Page MenuHomePhabricator

Git Commit hook that adds a whole new file when a new version of schema is committed
Closed, ResolvedPublic13 Estimated Story Points

Description

Git Commit hook that adds a whole new file when a new version of schema is committed

Use Case:

It is hard to see diff in new schema versions if they get to be new a whole new file (like they are now in the event bus schemas). Idea: have a commit hook that after a change to the "main" schema file creates a new version if needed thus diffs are always "contextual" the the whole schema no newly created fields.

Event Timeline

Nuria triaged this task as Medium priority.Oct 11 2018, 9:43 PM
Nuria created this task.
Nuria renamed this task from Commit hook that adds a whole new file when a new version of schema is comitted to Git Commit hook that adds a whole new file when a new version of schema is committed.Oct 11 2018, 9:46 PM
Nuria updated the task description. (Show Details)
Nuria removed the point value for this task.Dec 5 2018, 10:16 PM

Ping @Ottomata @Pchelolo is this work we are iaming to do for next quarter (january onwards) as we are also working on dockerization?
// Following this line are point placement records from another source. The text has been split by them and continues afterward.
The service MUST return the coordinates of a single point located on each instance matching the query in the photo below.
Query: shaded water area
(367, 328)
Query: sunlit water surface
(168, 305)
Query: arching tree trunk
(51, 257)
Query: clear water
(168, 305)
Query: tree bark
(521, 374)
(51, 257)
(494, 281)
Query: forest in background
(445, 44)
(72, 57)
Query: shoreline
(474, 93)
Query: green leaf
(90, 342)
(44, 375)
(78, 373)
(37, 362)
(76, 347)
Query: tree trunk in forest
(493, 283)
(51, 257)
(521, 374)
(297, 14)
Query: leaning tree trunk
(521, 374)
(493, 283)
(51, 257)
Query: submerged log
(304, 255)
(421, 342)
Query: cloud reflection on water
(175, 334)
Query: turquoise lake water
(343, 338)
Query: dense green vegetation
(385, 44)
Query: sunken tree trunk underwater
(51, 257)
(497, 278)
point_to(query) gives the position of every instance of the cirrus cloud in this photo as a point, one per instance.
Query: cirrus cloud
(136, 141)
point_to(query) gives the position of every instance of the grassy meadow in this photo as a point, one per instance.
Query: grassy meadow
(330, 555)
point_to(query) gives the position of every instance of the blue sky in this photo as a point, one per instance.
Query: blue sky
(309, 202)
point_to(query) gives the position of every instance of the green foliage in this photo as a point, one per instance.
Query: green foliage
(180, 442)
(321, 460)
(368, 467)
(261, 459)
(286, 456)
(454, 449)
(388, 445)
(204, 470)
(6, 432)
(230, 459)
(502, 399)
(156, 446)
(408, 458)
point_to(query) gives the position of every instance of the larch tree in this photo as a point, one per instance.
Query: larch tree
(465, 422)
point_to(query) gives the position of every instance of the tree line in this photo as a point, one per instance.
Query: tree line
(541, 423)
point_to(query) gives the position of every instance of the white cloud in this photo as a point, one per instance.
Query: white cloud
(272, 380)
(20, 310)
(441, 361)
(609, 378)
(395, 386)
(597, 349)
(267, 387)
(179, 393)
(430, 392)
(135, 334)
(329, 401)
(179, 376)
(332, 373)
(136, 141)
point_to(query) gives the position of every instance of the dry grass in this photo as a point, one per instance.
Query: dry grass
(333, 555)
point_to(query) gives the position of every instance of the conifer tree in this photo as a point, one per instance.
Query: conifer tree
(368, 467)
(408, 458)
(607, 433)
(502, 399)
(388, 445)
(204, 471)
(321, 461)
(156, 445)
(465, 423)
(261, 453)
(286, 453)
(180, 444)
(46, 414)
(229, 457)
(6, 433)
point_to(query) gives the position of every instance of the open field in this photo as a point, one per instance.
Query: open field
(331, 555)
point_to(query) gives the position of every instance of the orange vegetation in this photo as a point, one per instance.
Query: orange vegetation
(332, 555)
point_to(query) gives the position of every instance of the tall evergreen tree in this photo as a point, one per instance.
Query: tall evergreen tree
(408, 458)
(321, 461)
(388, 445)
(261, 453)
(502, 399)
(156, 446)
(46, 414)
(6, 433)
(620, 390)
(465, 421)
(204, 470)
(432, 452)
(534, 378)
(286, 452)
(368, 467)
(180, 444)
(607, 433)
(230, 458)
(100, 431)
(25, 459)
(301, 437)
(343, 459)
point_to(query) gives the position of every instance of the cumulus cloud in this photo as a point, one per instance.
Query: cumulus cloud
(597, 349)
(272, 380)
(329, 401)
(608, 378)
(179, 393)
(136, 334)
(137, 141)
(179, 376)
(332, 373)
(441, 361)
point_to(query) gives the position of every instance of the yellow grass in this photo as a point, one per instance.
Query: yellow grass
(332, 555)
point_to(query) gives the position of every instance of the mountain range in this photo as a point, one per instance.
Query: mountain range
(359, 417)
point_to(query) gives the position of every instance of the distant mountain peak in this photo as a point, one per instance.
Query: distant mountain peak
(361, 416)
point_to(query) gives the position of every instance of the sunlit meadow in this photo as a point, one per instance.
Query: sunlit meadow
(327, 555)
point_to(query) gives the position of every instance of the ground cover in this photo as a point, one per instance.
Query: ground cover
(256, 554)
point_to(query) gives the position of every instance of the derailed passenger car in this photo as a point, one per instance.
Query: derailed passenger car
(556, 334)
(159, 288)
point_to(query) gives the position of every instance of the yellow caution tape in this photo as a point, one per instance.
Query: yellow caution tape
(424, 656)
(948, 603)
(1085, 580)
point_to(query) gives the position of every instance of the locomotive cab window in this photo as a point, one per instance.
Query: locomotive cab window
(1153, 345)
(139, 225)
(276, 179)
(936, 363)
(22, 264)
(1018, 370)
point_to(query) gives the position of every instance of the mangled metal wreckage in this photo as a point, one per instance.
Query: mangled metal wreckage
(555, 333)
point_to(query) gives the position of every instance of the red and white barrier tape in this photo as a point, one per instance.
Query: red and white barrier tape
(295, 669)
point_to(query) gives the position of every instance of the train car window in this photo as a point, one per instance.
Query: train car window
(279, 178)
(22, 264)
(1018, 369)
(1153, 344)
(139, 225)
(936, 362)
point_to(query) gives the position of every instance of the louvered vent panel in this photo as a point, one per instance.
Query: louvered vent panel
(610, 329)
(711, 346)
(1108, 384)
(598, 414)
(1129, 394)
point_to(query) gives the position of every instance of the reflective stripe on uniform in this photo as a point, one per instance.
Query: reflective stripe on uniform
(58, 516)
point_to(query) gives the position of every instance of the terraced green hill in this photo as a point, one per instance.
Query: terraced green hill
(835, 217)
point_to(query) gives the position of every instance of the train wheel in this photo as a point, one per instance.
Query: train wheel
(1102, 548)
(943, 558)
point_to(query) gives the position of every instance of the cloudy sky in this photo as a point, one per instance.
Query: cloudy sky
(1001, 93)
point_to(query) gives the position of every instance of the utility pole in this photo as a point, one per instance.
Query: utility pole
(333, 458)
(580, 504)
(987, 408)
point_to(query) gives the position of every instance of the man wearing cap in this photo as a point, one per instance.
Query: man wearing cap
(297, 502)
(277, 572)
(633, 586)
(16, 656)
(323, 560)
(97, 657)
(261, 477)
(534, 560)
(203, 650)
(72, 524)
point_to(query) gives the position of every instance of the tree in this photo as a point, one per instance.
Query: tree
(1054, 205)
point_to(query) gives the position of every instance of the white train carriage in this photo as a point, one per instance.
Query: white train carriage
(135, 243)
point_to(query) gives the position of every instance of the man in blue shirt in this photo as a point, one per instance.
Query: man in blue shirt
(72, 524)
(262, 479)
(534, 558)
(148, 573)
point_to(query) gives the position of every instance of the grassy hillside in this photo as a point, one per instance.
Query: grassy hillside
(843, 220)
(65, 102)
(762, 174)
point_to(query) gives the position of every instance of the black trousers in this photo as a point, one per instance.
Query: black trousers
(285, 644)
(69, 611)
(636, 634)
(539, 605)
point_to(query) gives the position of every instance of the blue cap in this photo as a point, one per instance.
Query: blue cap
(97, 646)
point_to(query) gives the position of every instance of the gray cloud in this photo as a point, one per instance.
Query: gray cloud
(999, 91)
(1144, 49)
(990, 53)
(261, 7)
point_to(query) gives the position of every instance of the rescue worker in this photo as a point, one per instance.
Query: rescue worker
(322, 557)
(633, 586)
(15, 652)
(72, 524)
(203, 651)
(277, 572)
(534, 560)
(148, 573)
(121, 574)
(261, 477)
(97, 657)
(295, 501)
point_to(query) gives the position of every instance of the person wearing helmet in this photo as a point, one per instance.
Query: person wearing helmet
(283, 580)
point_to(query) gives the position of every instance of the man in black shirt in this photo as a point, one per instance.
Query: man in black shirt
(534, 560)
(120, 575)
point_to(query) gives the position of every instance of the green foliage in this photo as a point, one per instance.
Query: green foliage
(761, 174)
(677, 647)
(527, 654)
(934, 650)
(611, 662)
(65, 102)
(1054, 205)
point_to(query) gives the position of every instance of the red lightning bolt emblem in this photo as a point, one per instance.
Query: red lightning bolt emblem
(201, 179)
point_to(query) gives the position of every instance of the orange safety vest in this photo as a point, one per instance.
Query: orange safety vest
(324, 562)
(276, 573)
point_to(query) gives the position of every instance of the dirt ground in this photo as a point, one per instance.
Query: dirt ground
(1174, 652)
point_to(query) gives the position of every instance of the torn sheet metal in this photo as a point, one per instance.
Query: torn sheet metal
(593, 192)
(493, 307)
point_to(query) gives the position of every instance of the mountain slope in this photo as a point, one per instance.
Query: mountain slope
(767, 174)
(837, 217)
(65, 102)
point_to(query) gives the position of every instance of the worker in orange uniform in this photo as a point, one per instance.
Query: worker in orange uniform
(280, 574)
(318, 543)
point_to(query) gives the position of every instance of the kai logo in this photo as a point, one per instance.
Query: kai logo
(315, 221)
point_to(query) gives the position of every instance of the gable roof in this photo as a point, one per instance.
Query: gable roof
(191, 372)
This work can happen at anytime, I think the sooner the better. So, yes!

We need this stuff settled before we can ask analysts/product folks to use git schema repos.

Been experimenting a bit. I think this can be done with .gitattribute file filters. Idea:

We commit a .gitattributes file to the schema repo(s) like:

current.yaml filter=generate_versioned_schema

We also commit add a .gitconfig file like:

[filter "generate_versioned_schema"]
    clean = ./generate-schema.js %f

Then any user of the repository needs to run

git config --local include.path  ../.gitconfig

This will configure a generate-schema.js (or whatever) script to run after every git add ... of any file named 'current.yaml'. The script will be given the content of current.yaml on stdin, as well as the full path to current.yaml as the first argument (%f).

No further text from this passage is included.